Le réalisme politique l'a emporté sur les considérations humanitaires dans le cas des quatre ressortissants japonais accusés de trafic de drogue et exécutés en Chine au cours de la semaine. A la suite de la première exécution, mardi 6 avril, trois autres trafiquants ont subi le même sort, vendredi, à Dalian et à Shenyang. C'est la première fois que la Chine exécute des Japonais depuis la normalisation des relations entre les deux pays en 1972.

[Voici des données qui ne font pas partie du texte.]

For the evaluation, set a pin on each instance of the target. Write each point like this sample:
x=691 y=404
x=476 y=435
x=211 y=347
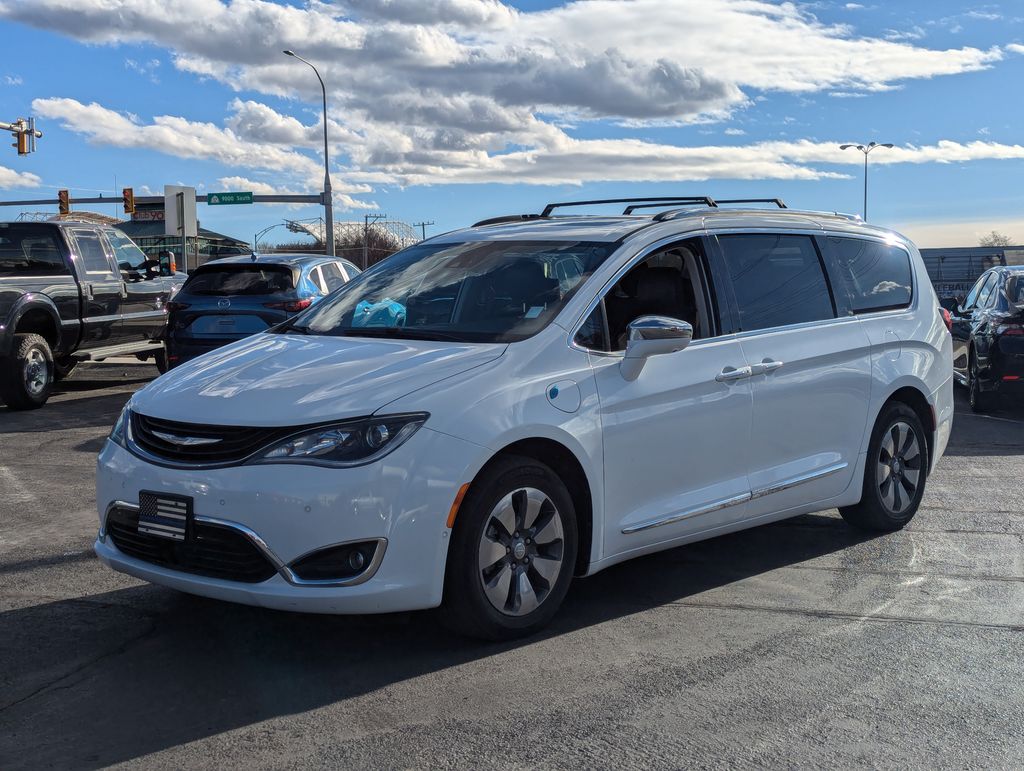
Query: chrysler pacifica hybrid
x=485 y=415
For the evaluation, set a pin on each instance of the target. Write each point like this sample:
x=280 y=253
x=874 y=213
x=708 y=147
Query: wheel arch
x=914 y=398
x=36 y=315
x=566 y=465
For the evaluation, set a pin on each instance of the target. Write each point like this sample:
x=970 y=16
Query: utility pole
x=24 y=131
x=423 y=227
x=366 y=237
x=328 y=195
x=866 y=150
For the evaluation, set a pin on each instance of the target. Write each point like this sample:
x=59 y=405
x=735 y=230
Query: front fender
x=28 y=302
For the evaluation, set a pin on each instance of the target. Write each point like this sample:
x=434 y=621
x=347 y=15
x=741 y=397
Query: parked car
x=72 y=292
x=486 y=414
x=233 y=297
x=988 y=337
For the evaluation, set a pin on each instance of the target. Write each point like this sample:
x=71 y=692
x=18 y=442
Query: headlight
x=348 y=443
x=120 y=430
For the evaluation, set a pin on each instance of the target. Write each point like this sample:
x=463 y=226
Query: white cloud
x=10 y=179
x=475 y=90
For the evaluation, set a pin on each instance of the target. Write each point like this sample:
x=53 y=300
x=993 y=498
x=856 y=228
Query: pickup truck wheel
x=27 y=375
x=62 y=369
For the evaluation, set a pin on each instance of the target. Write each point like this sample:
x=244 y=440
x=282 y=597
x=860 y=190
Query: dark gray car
x=233 y=297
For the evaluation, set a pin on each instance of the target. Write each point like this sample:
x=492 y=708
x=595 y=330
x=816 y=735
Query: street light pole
x=328 y=196
x=866 y=150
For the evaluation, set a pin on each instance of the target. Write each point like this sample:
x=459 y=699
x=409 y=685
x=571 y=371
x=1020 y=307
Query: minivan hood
x=290 y=380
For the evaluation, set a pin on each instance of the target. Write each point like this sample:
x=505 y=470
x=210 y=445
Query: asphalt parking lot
x=803 y=643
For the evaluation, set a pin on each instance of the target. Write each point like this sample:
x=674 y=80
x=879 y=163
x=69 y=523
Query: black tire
x=27 y=375
x=160 y=358
x=64 y=368
x=903 y=483
x=979 y=400
x=466 y=607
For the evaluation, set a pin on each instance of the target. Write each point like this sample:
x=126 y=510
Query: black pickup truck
x=72 y=292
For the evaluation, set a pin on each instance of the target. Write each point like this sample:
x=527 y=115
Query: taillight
x=291 y=306
x=947 y=318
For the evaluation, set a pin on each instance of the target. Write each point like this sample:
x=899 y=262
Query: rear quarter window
x=873 y=275
x=241 y=280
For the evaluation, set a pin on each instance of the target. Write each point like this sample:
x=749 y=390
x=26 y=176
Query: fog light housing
x=344 y=562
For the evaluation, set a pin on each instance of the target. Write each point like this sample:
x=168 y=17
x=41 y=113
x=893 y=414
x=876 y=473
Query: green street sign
x=223 y=199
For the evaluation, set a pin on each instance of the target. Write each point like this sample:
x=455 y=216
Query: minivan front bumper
x=289 y=511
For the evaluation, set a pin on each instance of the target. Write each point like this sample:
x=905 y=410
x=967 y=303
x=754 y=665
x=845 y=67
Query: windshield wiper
x=409 y=333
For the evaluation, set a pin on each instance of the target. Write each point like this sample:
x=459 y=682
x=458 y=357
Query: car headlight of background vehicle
x=345 y=443
x=119 y=434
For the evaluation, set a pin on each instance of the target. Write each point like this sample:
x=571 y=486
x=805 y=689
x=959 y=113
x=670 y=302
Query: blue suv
x=233 y=297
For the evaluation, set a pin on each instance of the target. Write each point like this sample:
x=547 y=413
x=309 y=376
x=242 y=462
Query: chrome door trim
x=736 y=500
x=801 y=479
x=695 y=512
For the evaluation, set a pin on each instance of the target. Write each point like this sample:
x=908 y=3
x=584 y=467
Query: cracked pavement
x=802 y=643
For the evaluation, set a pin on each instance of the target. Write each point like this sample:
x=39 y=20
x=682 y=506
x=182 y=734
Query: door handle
x=730 y=374
x=766 y=366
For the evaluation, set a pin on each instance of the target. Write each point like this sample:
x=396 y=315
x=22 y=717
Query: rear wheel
x=895 y=472
x=980 y=401
x=513 y=552
x=27 y=375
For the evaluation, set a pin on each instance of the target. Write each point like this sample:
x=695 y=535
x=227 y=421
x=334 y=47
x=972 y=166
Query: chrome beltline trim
x=736 y=500
x=794 y=481
x=256 y=540
x=706 y=509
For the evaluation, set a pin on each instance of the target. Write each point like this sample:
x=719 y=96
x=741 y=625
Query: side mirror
x=650 y=336
x=166 y=261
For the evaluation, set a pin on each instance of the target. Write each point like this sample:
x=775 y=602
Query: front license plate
x=164 y=515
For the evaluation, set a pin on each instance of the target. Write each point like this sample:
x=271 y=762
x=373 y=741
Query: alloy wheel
x=899 y=467
x=520 y=551
x=37 y=372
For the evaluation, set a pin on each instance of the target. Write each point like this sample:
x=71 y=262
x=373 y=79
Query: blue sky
x=458 y=110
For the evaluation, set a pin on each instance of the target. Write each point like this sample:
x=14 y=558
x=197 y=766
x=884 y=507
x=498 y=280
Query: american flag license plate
x=164 y=515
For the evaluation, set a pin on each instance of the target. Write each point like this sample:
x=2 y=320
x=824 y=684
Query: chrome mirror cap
x=650 y=336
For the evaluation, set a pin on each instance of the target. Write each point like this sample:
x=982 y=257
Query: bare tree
x=994 y=239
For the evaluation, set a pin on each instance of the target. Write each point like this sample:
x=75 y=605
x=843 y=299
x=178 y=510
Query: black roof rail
x=777 y=201
x=506 y=218
x=664 y=199
x=689 y=200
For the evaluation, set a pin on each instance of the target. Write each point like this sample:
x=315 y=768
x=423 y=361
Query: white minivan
x=483 y=416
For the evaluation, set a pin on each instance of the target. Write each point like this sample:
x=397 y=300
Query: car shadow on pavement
x=117 y=676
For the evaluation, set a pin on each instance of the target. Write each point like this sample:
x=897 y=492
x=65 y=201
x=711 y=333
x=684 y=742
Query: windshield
x=471 y=292
x=240 y=280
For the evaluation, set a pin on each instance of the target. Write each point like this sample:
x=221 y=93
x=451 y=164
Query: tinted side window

Le premier ministre, Yukio Hatoyama, qui a qualifié de « regrettable » la première exécution et a déclaré : « Chaque pays a son propre système judiciaire et je m'abstiendrai de tout commentaire qui pourrait apparaître comme une ingérence dans les affaires internes d'un autre Etat. » La ministre de la justice, Keiko Chiba, a estimé que ces sentences étaient « sévères », et elle a exprimé la crainte que ces exécutions n'entraînent une dégradation des relations sino-japonaises.
Deux objectifs peuvent expliquer la « réserve » de Tokyo : ne pas attiser le débat sur la peine de mort dans l'Archipel et ne pas froisser le voisin chinois. Le Japon est, avec les Etats-Unis, l'un des derniers pays développés à pratiquer la peine de mort, généralement pour des homicides. En dépit des efforts du mouvement abolitionniste, les sondages indiquent que la majorité de l'opinion reste favorable à son application. Opposée à la peine capitale, la ministre n'a signé aucun ordre d'exécution depuis qu'elle détient ce portefeuille.
La seconde préoccupation - ne pas provoquer le courroux chinois - semble avoir été déterminante dans la modération de la réaction officielle japonaise. Tokyo a voulu éviter les accusations d'ingérence lancées par Pékin à l'encontre du Royaume-Uni après l'exécution, en décembre 2009, d'un ressortissant britannique accusé de trafic de drogue, mais qui, selon son avocat, présentait des déficiences mentales.
Même Mme Mizuho Fukushima, présidente du Parti social démocrate et militante abolitionniste active, s'est abstenue de critiquer la Chine, et a exprimé simplement son « profond regret ». La presse japonaise en général commente moins les exécutions elles-mêmes qu'elle ne traite de l'extension du trafic de drogue en Chine.
Tokyo, qui souhaite une bonne entente avec la Chine, veut éviter qu'une nouvelle pomme de discorde ne perturbe l'active politique de rapprochement menée par le gouvernement Hatoyama depuis son arrivée au pouvoir en septembre 2009.
Les droits de l'homme n'ont jamais été la priorité de la diplomatie japonaise. Démocratie et défenseur des libertés, le Japon est mesuré dans ses condamnations de violation des droits, notamment en Asie : son passé expansionniste ne le place guère en position de donner des leçons. Il est particulièrement réservé en ce qui concerne la Chine.